【Time】 2:00PM-3:00PM, January 7, 2010 (Thursday)
【Venue】 Meeting Room 510, Shunde Building
【Speaker】 Annabelle Feng , McCombs School of Business, the University of Texas, USA
【Host】Dr. Simin Huang
【Title】 Integrating Dynamic Pricing and Replenishment Decisions under Supply Capacity Uncertainty
【Abstract】 This paper examines the integrated decisions of pricing for uncertain demand and sourcing from uncertain supply, which are often studied separately in the literature. Our analysis of the integrated system suggests that the base stock list price policy fails to achieve optimality even under deterministic demand. Instead, the optimal policy is characterized by two critical values: a reorder point and a target safety stock. Under this policy, a positive order is issued if and only if the inventory level is below the reorder point. When this happens, the optimal order and price are coordinated to achieve a constant target safety stock, which aims at hedging stockout risk. An increased inventory level calls for a decreased price and a reduced order. The optimal decisions also reveal monotone properties with respect to model inputs, which provide guidance to design the integrated pricing and inventory strategy according to system characteristics. We further investigate the profit improvement obtained from deploying dynamic pricing, as opposed to static pricing, in our model. The sensitivity of the optimal decisions to the inventory level implies that the presence of supply uncertainties can induce a long-term profit improvement from dynamically adjusting the price according to the available inventory. Dynamic pricing also yields a larger benefit if purchasing or holding inventory is cheaper. Interestingly, such a benefit may be reduced when the uncertainties involved in the system become very high, or when the demand becomes highly price sensitive. The reduced benefit of dynamic pricing is due to two distinct effects. First, a very stringent supply resulting from the high uncertainties can limit the flexibility of price adjustment. Second, the supply restriction can be relaxed by optimally setting the price for the highly price-sensitive demand. When either effect becomes significant, the need to adjust the price is reduced.

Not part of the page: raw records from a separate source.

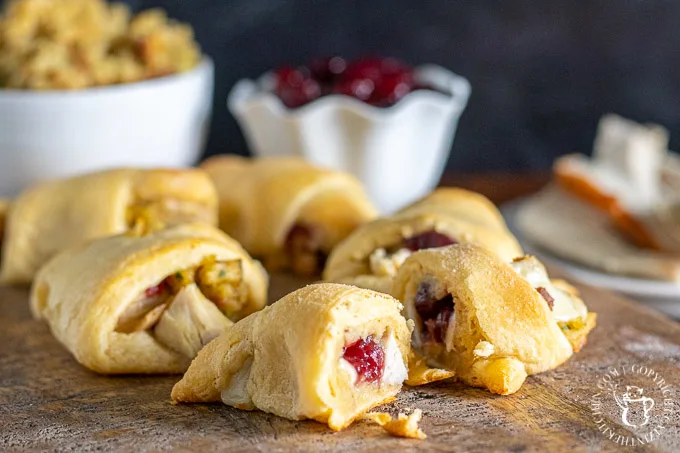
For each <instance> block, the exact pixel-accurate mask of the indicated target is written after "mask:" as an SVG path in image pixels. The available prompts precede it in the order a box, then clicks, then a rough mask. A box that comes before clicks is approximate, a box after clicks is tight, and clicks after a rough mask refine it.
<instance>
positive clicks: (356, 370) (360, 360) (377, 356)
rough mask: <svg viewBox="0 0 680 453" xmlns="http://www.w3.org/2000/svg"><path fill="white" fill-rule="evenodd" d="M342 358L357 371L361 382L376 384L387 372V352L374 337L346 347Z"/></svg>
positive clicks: (357, 373) (351, 344) (369, 338)
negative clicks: (385, 368) (385, 357)
mask: <svg viewBox="0 0 680 453" xmlns="http://www.w3.org/2000/svg"><path fill="white" fill-rule="evenodd" d="M342 357H343V358H344V359H345V360H347V361H348V362H349V363H350V364H351V365H352V366H353V367H354V369H355V370H356V371H357V374H358V375H359V382H368V383H371V382H376V381H379V380H380V379H381V378H382V374H383V371H384V370H385V351H384V350H383V348H382V346H381V345H380V344H379V343H378V342H376V341H375V340H374V339H373V337H372V336H368V337H366V338H362V339H361V340H358V341H355V342H354V343H352V344H351V345H349V346H345V349H344V351H343V354H342Z"/></svg>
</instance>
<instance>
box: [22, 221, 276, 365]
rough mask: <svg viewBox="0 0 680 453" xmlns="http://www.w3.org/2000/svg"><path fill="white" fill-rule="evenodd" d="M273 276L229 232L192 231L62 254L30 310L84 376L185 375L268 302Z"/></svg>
mask: <svg viewBox="0 0 680 453" xmlns="http://www.w3.org/2000/svg"><path fill="white" fill-rule="evenodd" d="M266 290H267V275H266V273H265V271H264V270H263V269H262V267H261V266H260V265H259V263H258V262H256V261H254V260H253V259H251V258H250V257H249V256H248V254H247V253H246V252H245V250H243V248H241V246H240V245H239V244H238V243H237V242H236V241H234V240H233V239H231V238H229V237H228V236H227V235H226V234H224V233H223V232H222V231H220V230H218V229H216V228H214V227H211V226H208V225H204V224H186V225H180V226H176V227H172V228H169V229H166V230H162V231H159V232H154V233H150V234H148V235H146V236H136V235H134V234H122V235H118V236H110V237H107V238H103V239H98V240H95V241H92V242H90V243H89V244H86V245H83V246H79V247H77V248H73V249H69V250H67V251H65V252H62V253H61V254H59V255H58V256H57V257H55V258H54V259H53V260H51V261H50V262H49V263H48V264H47V265H45V266H44V267H43V268H42V269H41V270H40V271H39V272H38V275H37V276H36V279H35V281H34V283H33V287H32V290H31V299H30V302H31V310H32V312H33V314H34V316H35V317H36V318H38V319H44V320H45V321H46V322H47V323H48V324H49V326H50V329H51V330H52V333H53V334H54V336H55V337H56V338H57V339H58V340H59V341H60V342H61V343H62V344H64V346H65V347H66V348H67V349H68V350H69V351H70V352H71V353H72V354H73V355H74V357H75V358H76V360H78V362H80V363H81V364H82V365H84V366H85V367H87V368H89V369H91V370H94V371H96V372H99V373H104V374H120V373H181V372H183V371H184V370H186V369H187V367H188V366H189V363H190V362H191V360H192V359H193V358H194V356H195V355H196V353H197V352H198V350H199V349H201V347H202V346H203V345H205V344H206V343H207V342H208V341H210V340H211V339H213V338H214V337H216V336H217V335H219V334H220V333H221V332H222V331H223V330H224V329H225V328H226V327H228V326H229V325H230V324H232V322H233V321H237V320H239V319H241V318H243V317H244V316H247V315H249V314H250V313H253V312H255V311H257V310H259V309H261V308H262V307H263V306H264V305H265V303H266Z"/></svg>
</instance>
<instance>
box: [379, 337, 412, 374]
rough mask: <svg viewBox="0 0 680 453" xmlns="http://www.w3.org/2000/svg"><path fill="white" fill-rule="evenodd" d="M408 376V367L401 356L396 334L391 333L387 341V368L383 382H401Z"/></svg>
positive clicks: (403, 358)
mask: <svg viewBox="0 0 680 453" xmlns="http://www.w3.org/2000/svg"><path fill="white" fill-rule="evenodd" d="M407 377H408V369H407V368H406V365H405V364H404V358H403V357H402V356H401V351H400V350H399V345H398V344H397V340H395V338H394V335H392V334H390V336H389V337H388V338H387V341H386V342H385V370H384V371H383V377H382V382H384V383H385V384H389V385H397V384H401V383H402V382H404V381H405V380H406V378H407Z"/></svg>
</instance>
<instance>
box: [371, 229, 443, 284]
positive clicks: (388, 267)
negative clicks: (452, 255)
mask: <svg viewBox="0 0 680 453" xmlns="http://www.w3.org/2000/svg"><path fill="white" fill-rule="evenodd" d="M455 243H456V241H454V240H453V239H451V238H450V237H448V236H446V235H444V234H441V233H438V232H436V231H434V230H430V231H425V232H424V233H420V234H417V235H415V236H411V237H409V238H406V239H404V240H403V241H402V242H401V244H398V245H397V246H396V247H392V248H390V249H389V250H386V249H384V248H379V249H376V250H375V251H374V252H373V253H371V255H370V256H369V257H368V265H369V269H370V270H371V274H373V275H377V276H380V277H394V276H395V275H396V274H397V271H398V270H399V267H401V265H402V264H404V261H406V259H407V258H408V257H409V256H411V253H413V252H417V251H418V250H425V249H430V248H436V247H445V246H447V245H452V244H455Z"/></svg>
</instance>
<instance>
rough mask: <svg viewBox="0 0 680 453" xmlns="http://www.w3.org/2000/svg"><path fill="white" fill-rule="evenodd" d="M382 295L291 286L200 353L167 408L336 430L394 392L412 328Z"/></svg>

【Bio Sketch】 Annabelle Feng is an assistant professor at McCombs School of Business, the University of Texas. She received her Ph.D. in Operations Management from UT Dallas in 2006. Her main research interests are in various aspects of procurement and inventory planning including information dynamics, service level evaluation, supply unreliability, and pricing strategy. She also works on production and design outsourcing, incentive issues in contracting, and economic growth and consumption. She received the first prize in the 2009 INFORMS Junior Faculty Paper Competition. She is also a co-author of the 2009 Edelman Award winning project.
Looking forward to your participation.